I tend to disagree here. I think there is a lot to go off of in the deception factor of the game, and also the roles and responsibilities of the dealer. They are a neutral entity. It is their job to deal hole cards, deal community cards, then out of the cards that make it to showdown, they are to decide who wins according to rules.
One thing I hear at poker tables is "It takes two face up cards to win a pot at showdown." Now, this may be a house rule, an actual rule, or something a curious guy made up once in order to get all the information he paid for. If a player doesn't realize he is in a split pot, and he mucks his cards, that is his decision. He knew his hole cards, the board, and what his opponenet had.
It is not the dealer's job to prevent people from making bad plays. How would you feel if you had the KQ, got counterfeitted on the river, then your opponenet foolishly mucked his hand and then the dealer chopped the pot? It is merely the dealer's job to make sure that the best hand at showdown gets the pot. And the hand that's face down in the muck is never best unless it won by default.
Once they make it to the muck it is up to the discretion of the house. Cards can be retrieved from the muck if the floor person deems it fair (FAIR being a key point here).
While people go to
casinos and card rooms for fair, legal, and safe play (as opposed to backs of warehouses and clubs and bars without security, etc), I do not believe that it is fair to protect people from their own mistakes. While yes, the house can dig the cards out of the muck, I believe they should only do it when they have made an error. In my experiences, it has only been in cases where it was the house's fault, and even then I don't think anybody's hand came out of the muck. They just fix the mistake to the best of their ability.
But yes, it depends on where you play and their rules.
The board played so it was pretty obvious to all it should have been a split pot. Small tournament or not the rule of cards hitting the muck is NOT black and white.
This also brings attention to how important using a card protector can be and the responsibility of players at the table to pay attention to their hands.
It is btw the responsibility of ALL players at the table to point out errors if observed.

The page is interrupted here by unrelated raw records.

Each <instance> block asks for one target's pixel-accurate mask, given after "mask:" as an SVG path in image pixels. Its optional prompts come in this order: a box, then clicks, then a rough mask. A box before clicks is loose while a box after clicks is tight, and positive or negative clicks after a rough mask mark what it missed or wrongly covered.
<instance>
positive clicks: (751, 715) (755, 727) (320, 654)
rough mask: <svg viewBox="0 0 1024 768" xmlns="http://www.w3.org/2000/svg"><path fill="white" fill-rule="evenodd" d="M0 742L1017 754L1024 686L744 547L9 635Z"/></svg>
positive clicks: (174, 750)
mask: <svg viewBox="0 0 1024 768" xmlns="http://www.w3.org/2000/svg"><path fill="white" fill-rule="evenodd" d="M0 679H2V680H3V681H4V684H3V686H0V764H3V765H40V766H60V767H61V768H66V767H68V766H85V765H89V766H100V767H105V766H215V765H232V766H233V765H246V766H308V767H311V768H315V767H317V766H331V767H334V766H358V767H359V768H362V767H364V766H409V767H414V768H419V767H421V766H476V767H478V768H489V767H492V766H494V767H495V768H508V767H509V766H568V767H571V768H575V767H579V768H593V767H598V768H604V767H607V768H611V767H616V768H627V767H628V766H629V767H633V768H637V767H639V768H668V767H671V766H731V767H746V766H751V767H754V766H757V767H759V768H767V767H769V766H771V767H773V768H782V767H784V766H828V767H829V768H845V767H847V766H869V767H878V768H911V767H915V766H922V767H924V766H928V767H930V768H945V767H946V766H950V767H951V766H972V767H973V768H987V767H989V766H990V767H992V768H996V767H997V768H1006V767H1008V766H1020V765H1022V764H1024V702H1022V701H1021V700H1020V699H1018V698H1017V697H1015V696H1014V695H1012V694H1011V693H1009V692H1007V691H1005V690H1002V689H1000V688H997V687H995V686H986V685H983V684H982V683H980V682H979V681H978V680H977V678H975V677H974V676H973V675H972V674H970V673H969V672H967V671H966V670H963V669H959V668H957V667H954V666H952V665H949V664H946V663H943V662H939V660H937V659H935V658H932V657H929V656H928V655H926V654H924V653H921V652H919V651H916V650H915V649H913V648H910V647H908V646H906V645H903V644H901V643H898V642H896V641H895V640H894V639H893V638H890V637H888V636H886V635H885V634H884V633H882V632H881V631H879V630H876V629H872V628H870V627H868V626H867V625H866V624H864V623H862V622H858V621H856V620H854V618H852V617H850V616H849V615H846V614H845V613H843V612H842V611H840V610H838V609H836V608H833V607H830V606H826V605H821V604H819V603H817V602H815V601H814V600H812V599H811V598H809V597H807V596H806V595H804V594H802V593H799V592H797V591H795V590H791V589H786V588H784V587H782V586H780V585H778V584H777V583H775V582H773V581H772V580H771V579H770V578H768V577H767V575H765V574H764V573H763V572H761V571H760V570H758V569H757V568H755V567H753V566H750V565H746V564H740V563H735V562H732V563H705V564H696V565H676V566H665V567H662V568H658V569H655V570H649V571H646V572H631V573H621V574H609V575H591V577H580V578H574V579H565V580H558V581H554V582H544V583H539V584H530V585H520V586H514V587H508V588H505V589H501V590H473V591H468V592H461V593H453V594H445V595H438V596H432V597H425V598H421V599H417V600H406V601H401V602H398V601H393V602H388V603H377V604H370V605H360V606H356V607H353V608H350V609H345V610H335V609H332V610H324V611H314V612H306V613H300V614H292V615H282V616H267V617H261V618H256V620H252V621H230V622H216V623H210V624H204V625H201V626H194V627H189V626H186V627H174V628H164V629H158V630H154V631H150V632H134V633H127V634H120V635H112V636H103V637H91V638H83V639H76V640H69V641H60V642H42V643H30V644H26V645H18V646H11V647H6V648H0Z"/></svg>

Yes, the board played, but an Ace beat the board. The mucked hand could say one of their hole cards, then pick an ace. If the picked ace was in the muck, they effectively cheated the pot (Provided nobody watched their mucked hand, and the named whole card found it's way to an ace). Once a hand is in the muck it loses it's integrity, which is why it's called the muck, and not "the second place you keep your hole cards".

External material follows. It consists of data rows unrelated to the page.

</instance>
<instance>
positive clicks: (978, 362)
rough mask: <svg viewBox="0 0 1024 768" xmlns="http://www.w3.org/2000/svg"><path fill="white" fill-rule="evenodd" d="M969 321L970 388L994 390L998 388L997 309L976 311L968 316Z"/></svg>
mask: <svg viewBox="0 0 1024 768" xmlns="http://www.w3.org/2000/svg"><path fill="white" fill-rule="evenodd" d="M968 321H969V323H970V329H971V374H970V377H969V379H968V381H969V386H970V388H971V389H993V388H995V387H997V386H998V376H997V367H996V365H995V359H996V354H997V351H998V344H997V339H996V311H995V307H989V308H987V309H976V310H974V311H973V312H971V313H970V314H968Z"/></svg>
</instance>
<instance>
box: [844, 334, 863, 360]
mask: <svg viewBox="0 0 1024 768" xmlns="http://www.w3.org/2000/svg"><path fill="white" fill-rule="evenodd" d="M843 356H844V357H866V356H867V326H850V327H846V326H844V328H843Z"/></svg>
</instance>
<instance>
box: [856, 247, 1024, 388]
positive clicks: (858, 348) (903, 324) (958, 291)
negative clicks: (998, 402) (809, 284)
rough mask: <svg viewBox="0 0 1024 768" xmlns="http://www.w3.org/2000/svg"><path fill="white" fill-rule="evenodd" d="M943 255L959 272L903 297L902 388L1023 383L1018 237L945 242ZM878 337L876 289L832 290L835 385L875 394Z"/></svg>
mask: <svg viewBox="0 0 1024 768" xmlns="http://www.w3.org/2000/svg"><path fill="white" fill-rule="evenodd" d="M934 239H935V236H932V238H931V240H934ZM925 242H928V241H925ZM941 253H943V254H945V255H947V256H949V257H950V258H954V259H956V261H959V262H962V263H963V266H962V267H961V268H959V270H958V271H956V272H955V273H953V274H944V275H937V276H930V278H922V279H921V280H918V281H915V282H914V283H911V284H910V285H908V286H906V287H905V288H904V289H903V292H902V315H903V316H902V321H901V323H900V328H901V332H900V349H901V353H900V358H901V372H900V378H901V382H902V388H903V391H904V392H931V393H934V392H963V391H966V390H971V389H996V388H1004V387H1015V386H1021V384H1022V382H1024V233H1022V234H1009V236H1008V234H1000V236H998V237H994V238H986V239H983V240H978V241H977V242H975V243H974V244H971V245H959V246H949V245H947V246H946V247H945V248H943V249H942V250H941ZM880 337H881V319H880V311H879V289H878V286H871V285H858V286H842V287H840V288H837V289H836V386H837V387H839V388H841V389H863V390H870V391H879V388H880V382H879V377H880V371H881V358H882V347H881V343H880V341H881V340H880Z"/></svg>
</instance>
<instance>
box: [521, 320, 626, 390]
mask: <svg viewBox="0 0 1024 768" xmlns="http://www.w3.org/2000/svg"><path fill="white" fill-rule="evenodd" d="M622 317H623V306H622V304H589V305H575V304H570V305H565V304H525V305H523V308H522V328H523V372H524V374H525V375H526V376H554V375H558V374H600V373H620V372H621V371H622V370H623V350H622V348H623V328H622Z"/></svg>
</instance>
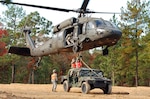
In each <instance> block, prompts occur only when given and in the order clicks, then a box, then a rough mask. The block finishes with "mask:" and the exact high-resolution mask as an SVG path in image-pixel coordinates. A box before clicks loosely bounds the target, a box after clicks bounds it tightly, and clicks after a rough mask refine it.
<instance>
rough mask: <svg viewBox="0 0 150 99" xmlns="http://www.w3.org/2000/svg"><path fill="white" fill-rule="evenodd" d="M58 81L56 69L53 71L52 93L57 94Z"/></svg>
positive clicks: (51, 80) (52, 80)
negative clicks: (56, 90)
mask: <svg viewBox="0 0 150 99" xmlns="http://www.w3.org/2000/svg"><path fill="white" fill-rule="evenodd" d="M57 81H58V78H57V73H56V69H54V70H53V74H52V75H51V82H52V84H53V87H52V91H53V92H56V88H57Z"/></svg>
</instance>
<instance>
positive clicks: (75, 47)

As far as pointing out observed errors, this is a very touchy subject. I believe it applies to house errors only. Not player errors. It's not my job to watch out for your chip stack, except for making it become a part of my chip stack.
Some people will hold a vendetta if you cost them a large pot by pointing something out. If you are not involved in the hand, then it's none of your business. Remember, these are dollars and cents up for stake here, not hershey's kisses and post-it notes. If you say something and somebody who was about to rake a $1200 pot instead doesn't rake the pot, well, you could have just cost him next month's rent (assuming under basic principal that he's not playing with this month's rent because he is a responsible player).
The rules are different wherever you go, however I would be pissed to be in the counterfeited 2-pairs shoes, have my opponent muck the hand, and then not get the entire pot. If he wanted the pot he should have turned his face cards over. He had his chance, he blew it.
Now, from other guy's shoes, my opinion would be the same. "Oh, the board played? I guess I'm dumb for mucking my hand. I'll have to not do that next time."
The house game I play at has on the table, in writing: "Pay attention." It's a basic rule of cards.
Of course, these are all my opinions and come from my experiences and where I play cards. I may be wrong, you may disagree with me, but that's where I stand on the matter at hand.